ORLANDO, Fla. – Florida: home to green palms, sunny skies and long lines for early voting.
“We're seeing a lot of people who were actively engaged,” said Dr. Larry Walker, a professor with the Department of Educational Leadership and Higher Education at the University of Central Florida, who specializes in race and voting rights.
Dr. Walker said, looking at state data, he expects a higher Black voter turnout this year in Florida, a state where they account for 14% of eligible voters.
“I think we're going to see increasingly more Black voters that didn't vote in 2016, weren't ready to vote, to vote in this election,” Dr. Walker said.
But will they in other battleground states? Some Black voters wonder.
“I think our culture doesn't vote enough,” said Wisconsin voter Raven Ewing.
“To be honest, I don’t know,” said Florida voter Joanna Joseph. “I really don’t know.”
American University decided to find out. Researchers there surveyed 1,200 Black voters in the battleground states of Florida, Georgia, North Carolina, Michigan, Pennsylvania and Wisconsin. What researchers found were differences that are generational.

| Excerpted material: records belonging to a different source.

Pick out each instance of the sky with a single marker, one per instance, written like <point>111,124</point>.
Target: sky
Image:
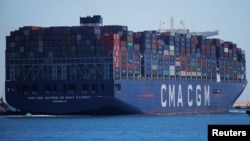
<point>230,17</point>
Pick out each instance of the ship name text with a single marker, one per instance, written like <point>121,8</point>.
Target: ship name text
<point>194,95</point>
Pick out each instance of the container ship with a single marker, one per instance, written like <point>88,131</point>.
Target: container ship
<point>96,69</point>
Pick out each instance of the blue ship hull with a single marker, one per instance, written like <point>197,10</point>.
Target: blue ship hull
<point>131,97</point>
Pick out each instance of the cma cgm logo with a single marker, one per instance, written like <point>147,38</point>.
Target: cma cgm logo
<point>194,95</point>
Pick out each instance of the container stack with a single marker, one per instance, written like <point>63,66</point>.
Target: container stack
<point>92,51</point>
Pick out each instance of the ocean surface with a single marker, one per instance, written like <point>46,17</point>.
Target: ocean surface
<point>116,128</point>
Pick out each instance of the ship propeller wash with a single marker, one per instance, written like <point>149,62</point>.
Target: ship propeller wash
<point>107,69</point>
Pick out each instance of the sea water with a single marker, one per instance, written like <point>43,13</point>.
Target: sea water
<point>190,127</point>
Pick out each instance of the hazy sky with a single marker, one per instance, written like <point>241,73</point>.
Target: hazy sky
<point>230,17</point>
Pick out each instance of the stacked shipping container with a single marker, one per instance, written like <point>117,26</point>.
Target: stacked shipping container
<point>114,52</point>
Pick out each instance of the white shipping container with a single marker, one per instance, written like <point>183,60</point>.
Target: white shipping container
<point>188,36</point>
<point>166,52</point>
<point>154,67</point>
<point>172,72</point>
<point>21,49</point>
<point>172,68</point>
<point>177,63</point>
<point>189,73</point>
<point>198,73</point>
<point>194,74</point>
<point>183,73</point>
<point>12,44</point>
<point>172,52</point>
<point>78,37</point>
<point>225,49</point>
<point>243,52</point>
<point>171,47</point>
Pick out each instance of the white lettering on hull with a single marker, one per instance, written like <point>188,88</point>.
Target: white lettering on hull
<point>196,96</point>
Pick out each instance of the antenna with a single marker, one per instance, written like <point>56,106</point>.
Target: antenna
<point>162,26</point>
<point>172,22</point>
<point>182,24</point>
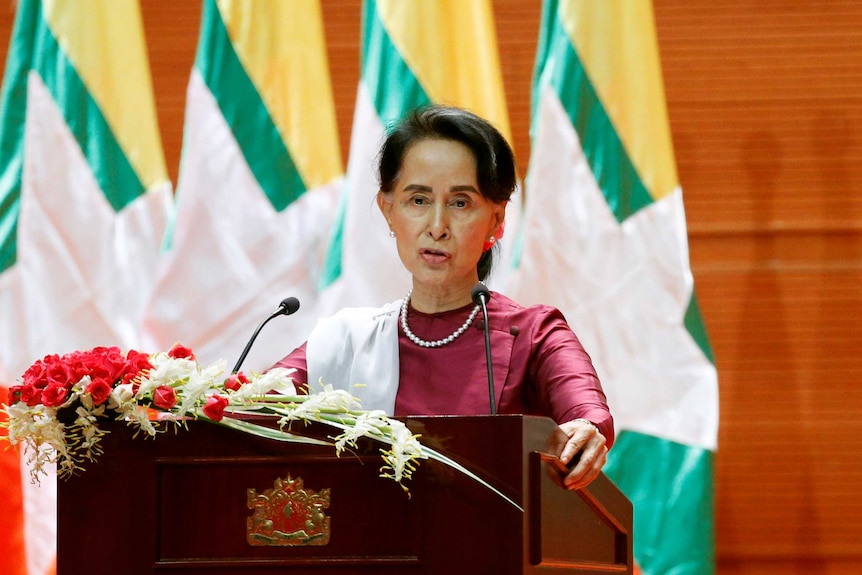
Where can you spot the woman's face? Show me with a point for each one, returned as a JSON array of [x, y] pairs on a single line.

When it comes to how motivated they are to vote, older Black voters overwhelmingly say they will definitely vote, while only 29% of Black voters under the age of 30 said they would.
60+ years old - 78%
30-59 years old - 62%
18-29 years old - 29%
American University’s Sam Fulwood III is a fellow at American University's Center for Congressional and Presidential Studies and one of the researchers involved in the Black Swing Voter Project.
“The starkest difference of all of those different categories came along generational lines,” Fulwood said.
How do Black voters in swing states feel about the candidates? That also differs by age, with support for former vice president Joe Biden higher among older Black voters than younger.
Conversely, President Donald Trump’s support is higher among younger Black voters than older, though still in the single digits.
Plan to Vote for Biden
60+ years old – 86%
30-59 years old – 70%
18-29 years old – 47%
Plan to Vote for Trump
60+ years old – 4%
30-59 years old – 7%
18-29 years old – 8%
Source: American University Black Swing Voters Project
“Politicians, whether they're Democrats or Republicans, if they want to engage African-Americans, they're going to have to show some tangible benefits of political engagement that make them feel that there is a reason to participate in the system,” Fulwood said.
Researchers say it is possible Sen. Kamala Harris’ historic run on the Democratic ticket, as a vice presidential candidate of Black and South Asian descent – along with her being an alumna of Howard University, one of the premier Historically Black College and Universities – could help bring some Black voters to the polls. Just how many are motivated to do so, remains to be seen.